Hevea pauciflora

Scientific classification
- Kingdom: Plantae
- Clade: Tracheophytes
- Clade: Angiosperms
- Clade: Eudicots
- Clade: Rosids
- Order: Malpighiales
- Family: Euphorbiaceae
- Genus: Hevea
- Species: H. pauciflora
- Binomial name: Hevea pauciflora (Spruce ex Benth.) Müll.Arg.

= Hevea pauciflora =

- Genus: Hevea
- Species: pauciflora
- Authority: (Spruce ex Benth.) Müll.Arg.

Species of tree

Hevea pauciflora is a species of rubber tree in the genus Hevea, belonging to the family Euphorbiaceae.
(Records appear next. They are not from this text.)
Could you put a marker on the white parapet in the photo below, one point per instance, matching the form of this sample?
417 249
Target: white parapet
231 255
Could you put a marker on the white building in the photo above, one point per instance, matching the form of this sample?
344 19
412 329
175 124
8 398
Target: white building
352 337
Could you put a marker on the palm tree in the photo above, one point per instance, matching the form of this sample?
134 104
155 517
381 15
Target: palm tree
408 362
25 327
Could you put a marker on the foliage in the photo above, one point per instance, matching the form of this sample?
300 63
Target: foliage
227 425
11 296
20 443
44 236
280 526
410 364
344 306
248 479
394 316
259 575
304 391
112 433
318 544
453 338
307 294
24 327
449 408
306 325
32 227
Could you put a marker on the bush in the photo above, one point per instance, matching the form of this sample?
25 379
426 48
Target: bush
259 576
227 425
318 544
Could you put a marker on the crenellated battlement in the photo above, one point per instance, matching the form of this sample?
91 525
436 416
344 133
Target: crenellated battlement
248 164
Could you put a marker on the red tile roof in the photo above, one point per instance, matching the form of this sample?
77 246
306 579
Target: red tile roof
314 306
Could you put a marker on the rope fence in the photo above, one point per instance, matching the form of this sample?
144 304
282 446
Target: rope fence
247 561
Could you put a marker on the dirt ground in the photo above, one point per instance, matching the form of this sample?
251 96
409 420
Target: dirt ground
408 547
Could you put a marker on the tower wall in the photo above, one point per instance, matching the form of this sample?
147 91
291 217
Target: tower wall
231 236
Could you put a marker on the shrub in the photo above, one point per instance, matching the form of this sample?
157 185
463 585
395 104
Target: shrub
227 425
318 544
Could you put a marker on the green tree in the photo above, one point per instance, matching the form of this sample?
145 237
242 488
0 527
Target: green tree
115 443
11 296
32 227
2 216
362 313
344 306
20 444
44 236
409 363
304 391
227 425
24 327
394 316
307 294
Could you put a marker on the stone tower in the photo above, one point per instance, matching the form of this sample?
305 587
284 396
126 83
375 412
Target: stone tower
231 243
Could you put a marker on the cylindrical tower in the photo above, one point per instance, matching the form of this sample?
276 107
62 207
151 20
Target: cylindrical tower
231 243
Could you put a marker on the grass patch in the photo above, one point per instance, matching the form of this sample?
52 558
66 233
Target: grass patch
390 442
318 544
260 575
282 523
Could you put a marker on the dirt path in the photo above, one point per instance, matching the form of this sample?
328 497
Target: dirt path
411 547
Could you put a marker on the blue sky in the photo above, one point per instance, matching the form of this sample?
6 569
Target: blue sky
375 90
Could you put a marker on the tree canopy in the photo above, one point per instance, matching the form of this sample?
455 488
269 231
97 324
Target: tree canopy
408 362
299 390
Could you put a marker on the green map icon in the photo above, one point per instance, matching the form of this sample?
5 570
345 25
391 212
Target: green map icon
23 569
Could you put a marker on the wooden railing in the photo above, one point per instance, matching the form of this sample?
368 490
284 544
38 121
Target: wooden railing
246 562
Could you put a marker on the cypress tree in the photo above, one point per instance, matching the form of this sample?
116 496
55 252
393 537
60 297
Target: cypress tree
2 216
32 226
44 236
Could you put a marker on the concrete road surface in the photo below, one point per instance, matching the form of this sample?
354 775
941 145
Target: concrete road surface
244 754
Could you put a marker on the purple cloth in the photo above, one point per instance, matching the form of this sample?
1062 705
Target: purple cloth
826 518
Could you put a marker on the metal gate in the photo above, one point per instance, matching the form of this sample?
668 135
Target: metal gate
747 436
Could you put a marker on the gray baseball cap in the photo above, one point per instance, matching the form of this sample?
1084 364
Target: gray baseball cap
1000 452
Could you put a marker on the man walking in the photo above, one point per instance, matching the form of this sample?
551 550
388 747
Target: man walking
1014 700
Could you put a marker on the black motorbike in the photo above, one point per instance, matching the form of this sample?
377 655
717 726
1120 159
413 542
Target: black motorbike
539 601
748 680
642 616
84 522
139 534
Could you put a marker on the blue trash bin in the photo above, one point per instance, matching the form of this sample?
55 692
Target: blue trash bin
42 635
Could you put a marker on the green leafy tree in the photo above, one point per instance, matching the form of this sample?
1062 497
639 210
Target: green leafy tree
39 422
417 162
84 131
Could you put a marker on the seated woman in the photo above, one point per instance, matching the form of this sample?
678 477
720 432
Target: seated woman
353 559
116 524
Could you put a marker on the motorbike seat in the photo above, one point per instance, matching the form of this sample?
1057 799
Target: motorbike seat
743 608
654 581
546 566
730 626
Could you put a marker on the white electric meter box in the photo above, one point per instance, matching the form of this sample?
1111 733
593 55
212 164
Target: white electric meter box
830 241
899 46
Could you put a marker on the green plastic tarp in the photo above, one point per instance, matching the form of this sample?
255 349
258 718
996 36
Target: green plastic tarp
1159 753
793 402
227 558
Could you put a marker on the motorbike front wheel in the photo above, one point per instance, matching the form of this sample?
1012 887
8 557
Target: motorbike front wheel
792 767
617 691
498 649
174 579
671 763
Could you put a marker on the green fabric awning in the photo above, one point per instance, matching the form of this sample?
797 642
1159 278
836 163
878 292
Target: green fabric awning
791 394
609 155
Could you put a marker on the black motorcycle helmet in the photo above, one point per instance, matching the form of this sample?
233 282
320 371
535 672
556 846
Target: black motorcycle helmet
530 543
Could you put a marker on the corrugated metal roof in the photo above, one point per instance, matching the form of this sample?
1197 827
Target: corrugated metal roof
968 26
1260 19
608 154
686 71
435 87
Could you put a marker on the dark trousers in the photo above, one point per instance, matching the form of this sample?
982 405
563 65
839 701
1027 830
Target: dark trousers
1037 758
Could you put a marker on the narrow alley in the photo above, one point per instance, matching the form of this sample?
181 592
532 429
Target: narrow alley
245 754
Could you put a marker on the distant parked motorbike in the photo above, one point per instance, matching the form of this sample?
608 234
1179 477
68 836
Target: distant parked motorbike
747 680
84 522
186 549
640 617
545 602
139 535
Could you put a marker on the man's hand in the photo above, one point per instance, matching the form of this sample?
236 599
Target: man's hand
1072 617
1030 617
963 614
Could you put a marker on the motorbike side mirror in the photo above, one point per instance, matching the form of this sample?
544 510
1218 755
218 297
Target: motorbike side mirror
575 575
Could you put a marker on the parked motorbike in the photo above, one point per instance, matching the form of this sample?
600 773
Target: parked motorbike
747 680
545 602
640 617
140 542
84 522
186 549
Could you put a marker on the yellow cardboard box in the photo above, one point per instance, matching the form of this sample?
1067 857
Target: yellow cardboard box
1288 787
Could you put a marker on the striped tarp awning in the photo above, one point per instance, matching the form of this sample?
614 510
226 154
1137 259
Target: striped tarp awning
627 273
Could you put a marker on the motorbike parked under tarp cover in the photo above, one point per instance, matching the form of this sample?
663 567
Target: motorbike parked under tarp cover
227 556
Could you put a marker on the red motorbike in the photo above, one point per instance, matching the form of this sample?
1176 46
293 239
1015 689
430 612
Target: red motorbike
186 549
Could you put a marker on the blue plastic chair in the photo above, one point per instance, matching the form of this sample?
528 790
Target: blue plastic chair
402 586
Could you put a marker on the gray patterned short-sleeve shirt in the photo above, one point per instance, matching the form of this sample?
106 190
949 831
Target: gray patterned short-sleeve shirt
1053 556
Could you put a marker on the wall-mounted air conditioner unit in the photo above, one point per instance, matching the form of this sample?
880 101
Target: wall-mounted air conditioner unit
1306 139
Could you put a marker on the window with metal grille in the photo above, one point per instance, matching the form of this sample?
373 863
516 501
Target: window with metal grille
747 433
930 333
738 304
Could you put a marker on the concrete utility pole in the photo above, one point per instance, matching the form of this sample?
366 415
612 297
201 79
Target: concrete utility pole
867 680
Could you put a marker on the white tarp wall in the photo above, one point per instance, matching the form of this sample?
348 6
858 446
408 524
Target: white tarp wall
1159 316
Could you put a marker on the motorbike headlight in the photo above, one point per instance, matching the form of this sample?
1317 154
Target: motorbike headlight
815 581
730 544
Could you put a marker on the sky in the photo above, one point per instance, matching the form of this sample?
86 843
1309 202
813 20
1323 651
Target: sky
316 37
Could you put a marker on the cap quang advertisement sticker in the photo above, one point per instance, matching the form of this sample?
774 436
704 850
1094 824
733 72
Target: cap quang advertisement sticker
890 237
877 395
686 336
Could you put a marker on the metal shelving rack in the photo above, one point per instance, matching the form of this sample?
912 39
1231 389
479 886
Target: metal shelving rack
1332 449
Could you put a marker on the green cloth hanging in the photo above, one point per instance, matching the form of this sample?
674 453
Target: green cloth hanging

It is native to the rainforests of Venezuela, the Guyanas, northern Brazil, Colombia and Peru. It grows on slopes and high river banks where it is not seasonally inundated.

H. pauciflora is a small evergreen tree growing to a height of about 18 m.
The specific epithet pauciflora is Latin for 'few-flowered'.
It is sometimes tapped for rubber production but the latex is low in quality, being mixed with much resin. This tree has been used in breeding programmes, for example in Malaysia, to increase the disease resistance and improve the growth qualities of Hevea brasiliensis.